Entstehungshintergrund
Der Sammelband dokumentiert die Beiträge der 3. Tagung ›Kritische Theorie – Psychoanalytische Praxis‹ am 23.-25.10.2009 an der Universität Leipzig.

Aufbau
• Oliver Decker, Christoph Türcke, Tobias Grave: Editorial.
• Rolf Haubl: Wenn Mehr nicht genug ist: Verdirbt Geld den Charakter?
• Claus-Dieter Rath: Die Honorarforderung des Psychoanalytikers. Aspekte des Umgangs mit der Bezahlung der psychoanalytischen Wahrheit.
• Jean Clam: Die Realisierungsmächtigkeit des Geldes. Ein psychoanalytischer Ansatz zur Deutung des (Un-)Wesens des Geldes.
• Robert Heim: Zur psychoanalytischen Numismatik.
• Horst Kurnitzky: Tauschverhältnisse. Die Kunst, mit Geld und guten Worten ans Ziel der Wünsche zu gelangen.
• Hannes Gießler: »Raubt der Sache die gesellschaftliche Macht …«. Zur Aufhebung des Geldes.
• Martin Eichler: Geld und Gerechtigkeit.

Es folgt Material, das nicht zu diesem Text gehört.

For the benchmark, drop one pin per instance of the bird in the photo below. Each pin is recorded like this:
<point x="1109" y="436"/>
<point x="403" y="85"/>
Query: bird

• Sonja Witte: Geld gegen Strich. Über die Kunst der Ware, scheinbar keine zu sein.

Inhalt
Indem dieser Sammelband nur höchst unterschiedliche Untersuchungsansätze zum Attraktor ‚Geld’ vereint, stellt er ein Kaleidoskop von Zugängen der Psychoanalyse, Psychologie, Soziologie, Cultural Studies und Kritischer Theorie her und zur Verfügung:
Rolf Haubl konfrontiert Gier mit Moral, Sicherheitsbedürfnis mit Risikobereitschaft. Er denkt Geldstile mit Entwicklungsaufgaben, Geschlechterdifferenz und psychodynamischen Modellszenen und konstatiert die Dringlichkeit, »dass die psychoanalytische Sozialpsychologie ihr liegen gelassenes Thema einer ›Psychoanalyse des Geldes‹ (Bornemann 1973) aufgreift und sowohl theoretisch als auch methodisch neu bearbeitet« (S. 36).
Der Beitrag von Claus-Dieter Rath stellt – ausgehend von Freuds Honorarpraktiken und dem Paradigma der »Stundenmiete« – nicht nur Überlegungen zur Funktion des Geldes zur Verfügung, sondern unterstreicht den in der Honorarforderung enthaltenen Aspekt der Arbeit, der Zusammenarbeit, in einer Psychoanalyse, die »über das konventionelle Rentabilitäts-, Maximalisierungs- und Profitdenken hinaus[führt]« (S. 56).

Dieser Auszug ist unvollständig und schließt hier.